I’ve only fairly recently come across the videos of the results of the OpenSim dynamic walker competition on the OpenSim YouTube channel. The OpenSim team made the basic models available and challenged people to see how far they could make the models walk. Although you are too late to participate in the competition all the material is still available on their web-site to allow you to prepare a late entry. There are really two challenges, one is to design the model and the other is to work out exactly how to “push” it to get it started. The three best results are linked to in the video below.
Dynamic walkers are simple mechanical structures with a small number of links which, when pushed in a particular way to get started, will walk down a slope (they have to walk down a slope because they lose some energy whenever the foot collides with the ground). They were pioneered by Tod McGeer over twenty years ago and this video shows him explaining the principles. The field has grown quite markedly since and there is an annual Dynamic Walking conference (the last was in Zurich).
It seems obvious that we can learn about the mechanics of walking using these models (although it is also important not to over emphasize the similarities – all passive walkers used a locked knee during stance, for example, whereas most of us walk in a little knee flexion which is not inherently stable and requires muscle activity). It stuck me looking at these videos that walkers may also be able to tell us something about neurology – principally because they don’t have any. These walkers are simple assemblies of passive mechanical components and without any control mechanisms at all.
What interests me is that a lot of people in the field of motor control seem to assume that if a complex cyclic pattern is observed then there must be something in the central nervous system generating it. Perhaps the most commonly cited example is the decerebrate cat. If you are careful, you can take the brain (cerebrum) out of a cat, place it on a treadmill and it will walk, and may trot and gallop as the speed increases (you can see a short video here – but you don’t have to if you object to this sort of animal experimentation). This is not the only evidence that is cited in support of the assumption that walking is driven by central pattern generators in the spinal cord (see the first two sections of this this paper for example) but it is the most graphic.

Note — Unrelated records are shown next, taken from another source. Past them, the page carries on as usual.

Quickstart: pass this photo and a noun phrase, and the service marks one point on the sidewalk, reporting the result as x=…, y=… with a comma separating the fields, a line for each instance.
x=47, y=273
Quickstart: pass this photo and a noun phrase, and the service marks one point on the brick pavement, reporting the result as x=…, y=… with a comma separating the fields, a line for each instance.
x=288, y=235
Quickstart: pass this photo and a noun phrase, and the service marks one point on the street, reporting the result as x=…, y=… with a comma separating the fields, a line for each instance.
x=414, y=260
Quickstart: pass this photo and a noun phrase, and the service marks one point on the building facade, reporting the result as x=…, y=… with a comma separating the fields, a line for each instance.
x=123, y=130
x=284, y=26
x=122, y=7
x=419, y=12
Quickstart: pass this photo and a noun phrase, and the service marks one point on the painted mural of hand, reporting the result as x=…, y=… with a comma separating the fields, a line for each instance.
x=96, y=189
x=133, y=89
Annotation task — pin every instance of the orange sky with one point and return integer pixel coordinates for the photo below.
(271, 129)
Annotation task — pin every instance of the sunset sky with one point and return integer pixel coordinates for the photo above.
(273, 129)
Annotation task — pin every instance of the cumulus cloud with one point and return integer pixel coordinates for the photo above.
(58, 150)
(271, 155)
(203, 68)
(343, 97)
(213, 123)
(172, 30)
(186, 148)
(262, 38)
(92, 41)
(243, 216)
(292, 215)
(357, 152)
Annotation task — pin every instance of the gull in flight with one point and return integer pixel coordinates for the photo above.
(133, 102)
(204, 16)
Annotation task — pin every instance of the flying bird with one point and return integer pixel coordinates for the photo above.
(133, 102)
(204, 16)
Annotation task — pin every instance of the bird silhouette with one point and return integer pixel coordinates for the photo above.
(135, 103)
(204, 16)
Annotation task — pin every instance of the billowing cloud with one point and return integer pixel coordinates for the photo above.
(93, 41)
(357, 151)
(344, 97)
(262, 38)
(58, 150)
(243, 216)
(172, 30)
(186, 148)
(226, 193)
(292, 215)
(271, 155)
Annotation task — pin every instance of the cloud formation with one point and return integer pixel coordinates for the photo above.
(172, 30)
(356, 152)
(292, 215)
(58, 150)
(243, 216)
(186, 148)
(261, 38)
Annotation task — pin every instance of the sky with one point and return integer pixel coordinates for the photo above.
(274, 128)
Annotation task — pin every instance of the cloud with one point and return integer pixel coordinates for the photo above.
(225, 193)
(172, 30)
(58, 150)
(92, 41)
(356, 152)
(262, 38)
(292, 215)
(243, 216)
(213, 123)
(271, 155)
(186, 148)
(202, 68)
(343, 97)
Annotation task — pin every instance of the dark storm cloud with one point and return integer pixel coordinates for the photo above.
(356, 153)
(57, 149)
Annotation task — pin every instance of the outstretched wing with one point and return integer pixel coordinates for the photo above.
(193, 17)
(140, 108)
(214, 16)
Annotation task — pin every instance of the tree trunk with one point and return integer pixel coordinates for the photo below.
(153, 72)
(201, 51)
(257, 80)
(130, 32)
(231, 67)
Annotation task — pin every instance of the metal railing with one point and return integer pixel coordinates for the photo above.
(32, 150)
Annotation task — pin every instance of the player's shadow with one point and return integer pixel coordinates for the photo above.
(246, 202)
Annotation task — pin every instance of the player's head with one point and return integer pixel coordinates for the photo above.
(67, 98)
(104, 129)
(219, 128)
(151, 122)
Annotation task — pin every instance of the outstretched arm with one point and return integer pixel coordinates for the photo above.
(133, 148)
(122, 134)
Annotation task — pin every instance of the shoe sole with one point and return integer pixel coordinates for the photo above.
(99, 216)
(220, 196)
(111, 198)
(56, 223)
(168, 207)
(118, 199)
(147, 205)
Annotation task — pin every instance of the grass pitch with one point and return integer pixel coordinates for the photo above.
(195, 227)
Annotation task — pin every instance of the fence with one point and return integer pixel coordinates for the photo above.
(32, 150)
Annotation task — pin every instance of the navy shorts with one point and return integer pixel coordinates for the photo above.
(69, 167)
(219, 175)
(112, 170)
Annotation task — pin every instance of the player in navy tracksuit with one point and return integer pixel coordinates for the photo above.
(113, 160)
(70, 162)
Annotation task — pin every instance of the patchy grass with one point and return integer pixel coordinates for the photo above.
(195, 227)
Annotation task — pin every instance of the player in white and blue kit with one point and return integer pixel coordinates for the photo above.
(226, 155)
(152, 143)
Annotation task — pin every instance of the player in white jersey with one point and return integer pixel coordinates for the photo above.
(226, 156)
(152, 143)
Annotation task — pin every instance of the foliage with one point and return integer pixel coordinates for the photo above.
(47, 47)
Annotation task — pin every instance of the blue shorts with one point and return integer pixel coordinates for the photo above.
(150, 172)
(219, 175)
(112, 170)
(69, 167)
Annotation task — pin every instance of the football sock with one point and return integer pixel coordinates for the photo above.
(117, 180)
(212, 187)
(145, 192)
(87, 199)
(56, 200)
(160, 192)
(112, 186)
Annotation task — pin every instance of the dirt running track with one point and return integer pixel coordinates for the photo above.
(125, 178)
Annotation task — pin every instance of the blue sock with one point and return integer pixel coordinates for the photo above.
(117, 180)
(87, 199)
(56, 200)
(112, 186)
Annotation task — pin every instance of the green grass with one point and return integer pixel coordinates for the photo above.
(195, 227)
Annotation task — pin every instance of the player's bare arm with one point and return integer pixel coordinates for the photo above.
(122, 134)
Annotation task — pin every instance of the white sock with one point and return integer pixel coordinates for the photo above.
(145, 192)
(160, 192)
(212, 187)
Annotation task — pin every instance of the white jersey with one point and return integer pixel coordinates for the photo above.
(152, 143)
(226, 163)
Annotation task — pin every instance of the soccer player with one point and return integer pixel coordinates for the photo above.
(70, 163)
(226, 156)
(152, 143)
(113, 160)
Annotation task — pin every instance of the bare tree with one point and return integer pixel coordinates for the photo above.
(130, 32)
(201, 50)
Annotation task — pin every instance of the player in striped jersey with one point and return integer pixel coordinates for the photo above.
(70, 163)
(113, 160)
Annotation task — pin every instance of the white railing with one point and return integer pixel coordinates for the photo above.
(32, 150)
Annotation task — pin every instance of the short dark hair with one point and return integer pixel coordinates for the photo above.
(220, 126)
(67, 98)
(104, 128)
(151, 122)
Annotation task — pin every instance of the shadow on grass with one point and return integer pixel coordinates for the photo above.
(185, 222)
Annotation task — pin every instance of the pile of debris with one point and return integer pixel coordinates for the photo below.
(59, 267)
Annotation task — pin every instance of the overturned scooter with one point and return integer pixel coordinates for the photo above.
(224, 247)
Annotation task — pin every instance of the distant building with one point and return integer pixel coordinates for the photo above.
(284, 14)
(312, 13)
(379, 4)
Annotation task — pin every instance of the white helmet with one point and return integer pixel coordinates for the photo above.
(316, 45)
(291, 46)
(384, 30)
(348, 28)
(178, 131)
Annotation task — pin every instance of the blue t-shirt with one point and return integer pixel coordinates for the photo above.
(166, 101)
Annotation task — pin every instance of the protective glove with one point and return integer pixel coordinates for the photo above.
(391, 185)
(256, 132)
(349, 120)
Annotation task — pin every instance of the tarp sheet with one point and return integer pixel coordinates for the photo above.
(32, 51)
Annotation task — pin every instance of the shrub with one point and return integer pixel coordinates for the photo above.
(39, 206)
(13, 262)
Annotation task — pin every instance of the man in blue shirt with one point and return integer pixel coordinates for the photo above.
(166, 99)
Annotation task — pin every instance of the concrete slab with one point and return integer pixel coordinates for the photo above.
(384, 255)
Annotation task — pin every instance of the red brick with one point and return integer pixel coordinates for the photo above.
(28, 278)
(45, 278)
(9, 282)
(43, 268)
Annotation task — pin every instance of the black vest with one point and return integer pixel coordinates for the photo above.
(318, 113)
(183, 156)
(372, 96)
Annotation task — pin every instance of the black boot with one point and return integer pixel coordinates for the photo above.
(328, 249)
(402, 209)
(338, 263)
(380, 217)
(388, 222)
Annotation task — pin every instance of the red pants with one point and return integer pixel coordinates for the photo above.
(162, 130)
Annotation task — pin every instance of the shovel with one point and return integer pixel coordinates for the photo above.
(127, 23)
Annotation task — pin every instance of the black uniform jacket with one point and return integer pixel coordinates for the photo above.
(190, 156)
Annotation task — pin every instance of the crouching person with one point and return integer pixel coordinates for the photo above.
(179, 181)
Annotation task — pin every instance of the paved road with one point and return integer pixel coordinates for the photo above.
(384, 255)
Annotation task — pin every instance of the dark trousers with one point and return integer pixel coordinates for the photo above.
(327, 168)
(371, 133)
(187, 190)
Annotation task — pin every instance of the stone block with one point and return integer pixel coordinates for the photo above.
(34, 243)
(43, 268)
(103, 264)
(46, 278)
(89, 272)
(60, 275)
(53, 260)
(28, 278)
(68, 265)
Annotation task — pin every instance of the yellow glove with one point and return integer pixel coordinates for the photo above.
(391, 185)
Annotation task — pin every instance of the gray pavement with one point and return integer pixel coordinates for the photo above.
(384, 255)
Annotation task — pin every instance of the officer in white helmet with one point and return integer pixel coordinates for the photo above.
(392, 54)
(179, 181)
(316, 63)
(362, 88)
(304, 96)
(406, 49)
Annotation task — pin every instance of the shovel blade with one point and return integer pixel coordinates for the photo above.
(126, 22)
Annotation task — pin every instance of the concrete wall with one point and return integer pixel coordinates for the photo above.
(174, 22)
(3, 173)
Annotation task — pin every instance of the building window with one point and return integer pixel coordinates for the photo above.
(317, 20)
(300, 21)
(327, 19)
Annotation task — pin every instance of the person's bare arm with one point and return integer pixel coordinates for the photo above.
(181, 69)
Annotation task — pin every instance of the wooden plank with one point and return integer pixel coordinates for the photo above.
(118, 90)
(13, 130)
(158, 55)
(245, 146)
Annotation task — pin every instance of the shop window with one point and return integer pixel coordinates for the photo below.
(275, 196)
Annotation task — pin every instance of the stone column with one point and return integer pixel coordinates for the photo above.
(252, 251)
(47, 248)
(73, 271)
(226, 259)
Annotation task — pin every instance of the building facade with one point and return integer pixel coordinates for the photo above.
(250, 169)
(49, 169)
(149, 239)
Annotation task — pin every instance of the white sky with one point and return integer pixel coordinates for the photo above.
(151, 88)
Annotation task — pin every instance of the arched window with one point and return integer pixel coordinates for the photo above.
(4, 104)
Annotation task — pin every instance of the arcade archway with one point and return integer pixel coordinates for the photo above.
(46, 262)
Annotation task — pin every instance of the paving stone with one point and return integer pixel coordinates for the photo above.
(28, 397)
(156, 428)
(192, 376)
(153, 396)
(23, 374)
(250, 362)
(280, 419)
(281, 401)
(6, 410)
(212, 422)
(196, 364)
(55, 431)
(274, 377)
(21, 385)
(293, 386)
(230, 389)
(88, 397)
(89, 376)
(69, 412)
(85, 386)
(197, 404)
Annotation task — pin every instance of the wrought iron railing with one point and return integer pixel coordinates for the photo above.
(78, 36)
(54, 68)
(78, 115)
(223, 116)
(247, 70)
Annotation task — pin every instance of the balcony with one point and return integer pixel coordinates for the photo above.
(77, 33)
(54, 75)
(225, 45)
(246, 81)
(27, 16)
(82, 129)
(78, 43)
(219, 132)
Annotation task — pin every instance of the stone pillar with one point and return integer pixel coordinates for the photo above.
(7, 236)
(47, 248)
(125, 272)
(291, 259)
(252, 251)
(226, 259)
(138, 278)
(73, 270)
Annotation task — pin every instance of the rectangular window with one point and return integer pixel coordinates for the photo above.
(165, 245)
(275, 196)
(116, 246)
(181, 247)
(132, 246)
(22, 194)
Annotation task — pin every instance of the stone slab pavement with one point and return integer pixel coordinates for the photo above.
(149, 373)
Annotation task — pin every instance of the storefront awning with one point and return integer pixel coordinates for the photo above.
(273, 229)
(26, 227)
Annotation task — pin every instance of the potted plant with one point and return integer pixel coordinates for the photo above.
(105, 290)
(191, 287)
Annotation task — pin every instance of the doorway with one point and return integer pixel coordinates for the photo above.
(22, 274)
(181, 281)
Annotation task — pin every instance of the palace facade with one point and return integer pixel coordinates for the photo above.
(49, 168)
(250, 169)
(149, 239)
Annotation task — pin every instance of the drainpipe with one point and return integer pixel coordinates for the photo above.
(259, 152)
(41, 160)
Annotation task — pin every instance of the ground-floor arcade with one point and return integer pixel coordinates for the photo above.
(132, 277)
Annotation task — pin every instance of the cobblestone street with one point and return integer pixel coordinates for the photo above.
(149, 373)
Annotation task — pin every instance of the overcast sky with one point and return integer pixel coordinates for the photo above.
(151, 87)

The passive dynamic walkers, however, do not have any control system for generating patterned movement and still exhibit complex cyclic patterns of movement. It seems clear to me that whilst the basic gait pattern might be a consequence of pattern generating neurons somewhere in the central nervous system it doesn’t necessarily have to be. I’m not an expert in the field but I’d guess that the most likely explanation is that there is an interaction between the basic mechanical behaviour of the system and the neural control which is rarely discussed. This is supported by recent work from Gottschall and Nichols which shows that, however the decerebrate cat is generating cyclic movement, the walking pattern is influenced by head position, indicating that it is modulated by either vestibular or proprioceptive input. As Art Kuo pointed out some years ago control systems incorporating proprioceptive feedback are likely to be more stable than those driven purely by pattern generators (feed-forward control).